Da hakt es. Das von der CSU – gegen teilweisen Widerstand der CDU – mühsam durchgesetzte Betreuungsgeld ist für die Christsozialen nicht verhandelbar. Die SPD will die Mittel lieber in den Ausbau der Kinderbetreuung stecken. Denkbar wäre ein Kompromiss, wonach die Länder mit Hilfe einer Öffnungsklausel selbst entscheiden können, ob sie die Leistung auszahlen wollen oder nicht. Aufs Äußerste will es die SPD offenbar nicht ankommen lassen - im Konvent-Papier finden sich hierzu nur noch warme Worte, aber keine Forderungen.

GESUNDHEITSPOLITIK:

CDU und CSU wollen am bestehenden System festhalten, das bei steigenden Kosten die Arbeitgeber schützt und Beschäftigte belastet. Die SPD will dies ändern: durch eine Bürgerversicherung, in die alle einzahlen. Bei den aktuellen Forderungen an die Union spielt dieses Thema keine Rolle – wohl aber die Verbesserung der Lage von Pflegebedürftigen.

INNERES:

Beim Thema Doppel-Pass liegen Union und SPD eigentlich weit auseinander. Die Sozialdemokraten wollen doppelte Staatsbürgerschaften grundsätzlich zulassen. Die Union lehnt das bislang vehement ab, signalisierte aber zuletzt vorsichtig Kompromissbereitschaft. Allen voran: Horst Seehofer, der sogar CSU-Innenminister Friedrich zurückpfiff. Ein anderer Konfliktpunkt ist die Flüchtlingspolitik. Die SPD will Lockerungen im Asylrecht durchsetzen, die Union nicht.

RECHT:

Differenzen gibt es bei der völligen Gleichstellung von Homo-Ehen mit traditionellen Ehen. So fordert die SPD, dass auch schwule und lesbische Paare in Lebenspartnerschaften Kinder adoptieren können.

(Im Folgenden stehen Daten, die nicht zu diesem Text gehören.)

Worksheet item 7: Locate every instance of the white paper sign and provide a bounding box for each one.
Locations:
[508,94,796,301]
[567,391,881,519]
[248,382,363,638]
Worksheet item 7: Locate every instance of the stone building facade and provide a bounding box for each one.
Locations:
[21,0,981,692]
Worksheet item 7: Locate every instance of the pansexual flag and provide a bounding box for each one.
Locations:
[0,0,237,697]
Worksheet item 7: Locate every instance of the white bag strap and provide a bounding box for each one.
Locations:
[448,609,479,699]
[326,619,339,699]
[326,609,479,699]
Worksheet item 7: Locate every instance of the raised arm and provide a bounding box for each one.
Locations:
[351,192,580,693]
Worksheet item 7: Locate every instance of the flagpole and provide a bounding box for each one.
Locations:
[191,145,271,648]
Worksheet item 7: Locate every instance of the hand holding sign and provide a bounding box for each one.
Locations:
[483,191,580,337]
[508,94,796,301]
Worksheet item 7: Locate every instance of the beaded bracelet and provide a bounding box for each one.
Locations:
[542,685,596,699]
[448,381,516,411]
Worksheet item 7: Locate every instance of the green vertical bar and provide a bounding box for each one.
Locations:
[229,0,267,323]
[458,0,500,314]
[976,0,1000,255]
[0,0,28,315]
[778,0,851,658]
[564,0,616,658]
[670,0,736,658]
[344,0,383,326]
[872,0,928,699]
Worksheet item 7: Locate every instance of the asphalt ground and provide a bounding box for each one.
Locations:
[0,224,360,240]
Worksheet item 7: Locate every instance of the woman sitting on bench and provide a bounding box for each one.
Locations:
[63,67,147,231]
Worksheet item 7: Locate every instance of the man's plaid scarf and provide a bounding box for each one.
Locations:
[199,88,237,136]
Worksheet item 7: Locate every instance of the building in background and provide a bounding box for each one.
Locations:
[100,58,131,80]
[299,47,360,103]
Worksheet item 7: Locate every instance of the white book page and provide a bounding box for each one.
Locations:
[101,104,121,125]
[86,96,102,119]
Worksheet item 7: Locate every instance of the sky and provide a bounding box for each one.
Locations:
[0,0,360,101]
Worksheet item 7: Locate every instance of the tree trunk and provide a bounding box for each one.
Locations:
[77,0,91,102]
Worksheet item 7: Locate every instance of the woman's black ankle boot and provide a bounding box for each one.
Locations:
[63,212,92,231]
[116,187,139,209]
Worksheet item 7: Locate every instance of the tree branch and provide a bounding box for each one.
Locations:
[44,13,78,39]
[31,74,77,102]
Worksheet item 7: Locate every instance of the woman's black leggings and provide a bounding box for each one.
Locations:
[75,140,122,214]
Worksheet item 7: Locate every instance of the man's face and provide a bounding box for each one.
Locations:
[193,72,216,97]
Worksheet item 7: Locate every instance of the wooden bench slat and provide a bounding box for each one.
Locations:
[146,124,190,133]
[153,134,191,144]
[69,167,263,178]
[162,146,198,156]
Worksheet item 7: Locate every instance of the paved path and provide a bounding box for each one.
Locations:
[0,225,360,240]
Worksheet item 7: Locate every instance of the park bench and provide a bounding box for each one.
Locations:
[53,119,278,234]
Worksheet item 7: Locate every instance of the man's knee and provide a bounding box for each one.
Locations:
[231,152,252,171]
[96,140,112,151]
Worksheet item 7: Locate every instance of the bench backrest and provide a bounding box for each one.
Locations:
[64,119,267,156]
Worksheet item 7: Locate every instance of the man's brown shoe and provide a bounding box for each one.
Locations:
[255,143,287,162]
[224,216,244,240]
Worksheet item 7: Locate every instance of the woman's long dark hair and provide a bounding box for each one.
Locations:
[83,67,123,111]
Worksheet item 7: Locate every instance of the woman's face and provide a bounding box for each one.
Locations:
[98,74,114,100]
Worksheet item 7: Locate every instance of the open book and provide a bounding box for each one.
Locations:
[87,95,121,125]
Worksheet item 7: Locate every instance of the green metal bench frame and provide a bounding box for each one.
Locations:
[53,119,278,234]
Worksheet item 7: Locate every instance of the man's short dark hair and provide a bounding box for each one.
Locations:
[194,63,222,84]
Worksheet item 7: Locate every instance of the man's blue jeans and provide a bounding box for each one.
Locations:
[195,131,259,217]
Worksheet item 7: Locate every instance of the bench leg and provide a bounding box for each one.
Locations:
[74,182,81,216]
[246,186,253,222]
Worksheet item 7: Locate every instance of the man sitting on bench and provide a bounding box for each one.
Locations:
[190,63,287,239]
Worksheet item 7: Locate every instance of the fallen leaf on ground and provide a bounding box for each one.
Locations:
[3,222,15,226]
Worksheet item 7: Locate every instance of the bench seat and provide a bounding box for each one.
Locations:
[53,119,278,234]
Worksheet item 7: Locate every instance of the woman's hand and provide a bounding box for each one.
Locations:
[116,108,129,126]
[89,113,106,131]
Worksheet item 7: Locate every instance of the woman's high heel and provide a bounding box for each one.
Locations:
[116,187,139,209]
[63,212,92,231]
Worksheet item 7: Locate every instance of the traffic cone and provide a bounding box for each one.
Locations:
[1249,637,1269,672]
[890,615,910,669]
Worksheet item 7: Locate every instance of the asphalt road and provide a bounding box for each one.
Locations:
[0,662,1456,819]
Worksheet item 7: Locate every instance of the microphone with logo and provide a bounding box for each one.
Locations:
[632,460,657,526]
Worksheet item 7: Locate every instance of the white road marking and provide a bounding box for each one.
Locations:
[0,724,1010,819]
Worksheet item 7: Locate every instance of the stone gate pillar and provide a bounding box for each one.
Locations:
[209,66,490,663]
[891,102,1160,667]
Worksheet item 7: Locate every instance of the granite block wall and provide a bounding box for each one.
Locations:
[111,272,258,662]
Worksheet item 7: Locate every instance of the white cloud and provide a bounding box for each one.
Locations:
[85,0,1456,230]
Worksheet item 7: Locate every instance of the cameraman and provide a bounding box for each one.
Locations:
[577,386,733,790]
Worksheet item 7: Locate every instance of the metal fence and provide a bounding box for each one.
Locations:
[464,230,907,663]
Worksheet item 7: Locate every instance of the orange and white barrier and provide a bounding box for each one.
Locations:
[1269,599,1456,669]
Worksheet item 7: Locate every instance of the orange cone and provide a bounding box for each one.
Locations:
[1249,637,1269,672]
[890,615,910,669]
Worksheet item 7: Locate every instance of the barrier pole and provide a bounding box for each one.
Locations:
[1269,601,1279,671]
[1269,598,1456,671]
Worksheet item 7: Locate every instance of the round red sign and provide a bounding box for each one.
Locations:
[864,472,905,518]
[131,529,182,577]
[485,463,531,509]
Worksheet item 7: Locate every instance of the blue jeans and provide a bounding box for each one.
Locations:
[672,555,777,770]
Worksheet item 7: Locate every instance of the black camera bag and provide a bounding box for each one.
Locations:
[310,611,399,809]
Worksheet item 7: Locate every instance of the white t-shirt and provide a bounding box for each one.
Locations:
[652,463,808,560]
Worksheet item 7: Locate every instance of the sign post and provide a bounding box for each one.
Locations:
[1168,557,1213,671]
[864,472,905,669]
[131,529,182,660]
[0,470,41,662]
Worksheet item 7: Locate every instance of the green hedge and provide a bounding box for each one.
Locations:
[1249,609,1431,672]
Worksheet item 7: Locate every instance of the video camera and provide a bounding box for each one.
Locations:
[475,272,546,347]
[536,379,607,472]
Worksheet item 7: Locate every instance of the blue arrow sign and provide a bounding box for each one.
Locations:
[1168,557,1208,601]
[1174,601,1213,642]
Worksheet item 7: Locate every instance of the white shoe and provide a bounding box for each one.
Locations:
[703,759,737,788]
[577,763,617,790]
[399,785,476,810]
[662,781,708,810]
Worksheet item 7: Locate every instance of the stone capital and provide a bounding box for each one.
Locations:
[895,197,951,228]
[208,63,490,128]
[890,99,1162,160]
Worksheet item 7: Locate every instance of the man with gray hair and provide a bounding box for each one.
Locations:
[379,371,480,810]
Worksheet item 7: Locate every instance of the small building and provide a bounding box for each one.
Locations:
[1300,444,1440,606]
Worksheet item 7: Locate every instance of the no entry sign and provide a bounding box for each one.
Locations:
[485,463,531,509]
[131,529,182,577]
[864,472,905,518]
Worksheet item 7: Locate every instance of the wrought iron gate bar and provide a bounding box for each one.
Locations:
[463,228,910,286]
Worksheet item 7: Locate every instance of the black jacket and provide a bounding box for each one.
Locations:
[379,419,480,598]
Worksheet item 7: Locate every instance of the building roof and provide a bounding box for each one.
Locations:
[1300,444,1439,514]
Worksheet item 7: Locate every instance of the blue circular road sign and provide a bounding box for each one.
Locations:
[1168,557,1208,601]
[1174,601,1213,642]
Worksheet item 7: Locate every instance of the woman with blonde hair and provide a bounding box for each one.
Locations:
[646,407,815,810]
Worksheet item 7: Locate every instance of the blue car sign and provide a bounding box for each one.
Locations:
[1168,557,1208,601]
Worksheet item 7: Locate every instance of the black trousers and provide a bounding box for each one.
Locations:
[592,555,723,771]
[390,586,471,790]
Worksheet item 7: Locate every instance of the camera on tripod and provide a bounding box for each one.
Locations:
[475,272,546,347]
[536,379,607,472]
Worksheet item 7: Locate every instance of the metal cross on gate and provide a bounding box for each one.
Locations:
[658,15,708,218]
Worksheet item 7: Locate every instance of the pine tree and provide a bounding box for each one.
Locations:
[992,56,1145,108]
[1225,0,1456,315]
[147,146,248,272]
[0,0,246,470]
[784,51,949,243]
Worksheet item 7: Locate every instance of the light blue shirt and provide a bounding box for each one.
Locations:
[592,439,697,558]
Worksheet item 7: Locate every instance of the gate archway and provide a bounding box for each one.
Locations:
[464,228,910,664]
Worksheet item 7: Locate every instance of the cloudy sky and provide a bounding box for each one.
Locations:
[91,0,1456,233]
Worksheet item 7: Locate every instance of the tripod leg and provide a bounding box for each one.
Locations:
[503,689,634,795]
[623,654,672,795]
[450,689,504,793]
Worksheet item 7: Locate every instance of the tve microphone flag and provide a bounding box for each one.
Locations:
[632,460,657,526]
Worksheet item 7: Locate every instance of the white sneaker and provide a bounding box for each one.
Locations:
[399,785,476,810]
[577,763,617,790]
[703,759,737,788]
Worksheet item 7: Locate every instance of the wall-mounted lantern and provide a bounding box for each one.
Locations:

Die Union lehnt das ab. Die SPD-Spitze zeigte zuletzt aber Verständnis für die Vorbehalte von CDU und CSU. Und der Konvent wollte dieses Thema nicht zur Vorbedingung für Verhandlungen mit der Union machen. Allerdings könnte eine Entscheidung des Bundesverfassungsgerichts die künftige Regierung ohnehin bald in Zugzwang bringen.

ENERGIE:

Die SPD dringt auf eine Senkung der Stromsteuer um 0,5 Cent je Kilowattstunde. Die CDU/CSU lehnt dies ab, da mit den Einnahmen bislang die Rentenbeiträge stabilisiert werden.